But Hermione was there.  
  
As soon as I spotted her, I went over and sat next to her, dropping my books on the table. "Hey Hermione. Never would've thought YOU'D leave any homework for the last day of break," I said, opening a book.  
  
I could actually see her try to fight back those homicidal tendencies I knew were just dying to break free. "I'm not doing homework, I'm reading."  
  
I smirked. "See Hermione, I KNEW you'd like my Christmas present if you'd just give it a chance."  
  
"It's NOT that.
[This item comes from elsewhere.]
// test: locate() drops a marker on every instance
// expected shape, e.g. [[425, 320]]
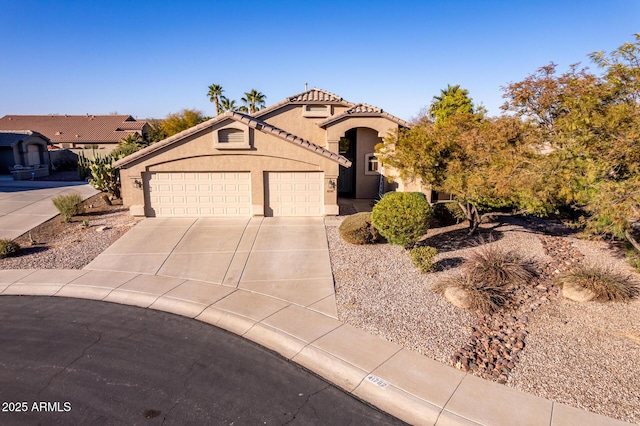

It's Hogwarts, A History."  
  
I paused. "Sure. Just know, however moronic the REST of the student population is, you will never fool me. Know that."  
  
Hermione sighed. "You should seriously consider therapy."  
  
And that really stung. "Why do you HATE me so much, Hermione? It really hurts me!"  
  
"I don't hate you."  
  
I frowned. She acted like she did.  
  
However, she continued. "I just dislike you."  
  
I scowled. "That's just not cool. It's not like I'm ever mean to you or anything."  
  
"Well, I don't know if anyone has ever told you this, but.you are REALLY annoying."  
  
I shrugged, grinning. "I know. But that's just who I am. I bother people; it's what I do."  
  
Hermione rolled her eyes. "And you actually wonder why people don't like you. Why do you always HAVE to annoy everyone? Take," she paused, "Christmas, for example."  
  
I smirked. It was true, I really WAS annoying as hell! "You want to know the truth?"  
  
"Probably not, but tell me anyway."  
  
"I just kind of like pissing you off."  
  
Hermione shook her head in disdain. "I gathered that."  
  
I looked up at her. "Well, it's not like you really make it hard for me."  
  
She frowned, seemingly at a loss for words. I grinned. "Face it, Hermione. You just can't BEAT me. And yet, you continue to try."  
  
"It's worth a shot, isn't it?"  
  
I thought for a minute. "Well, not really."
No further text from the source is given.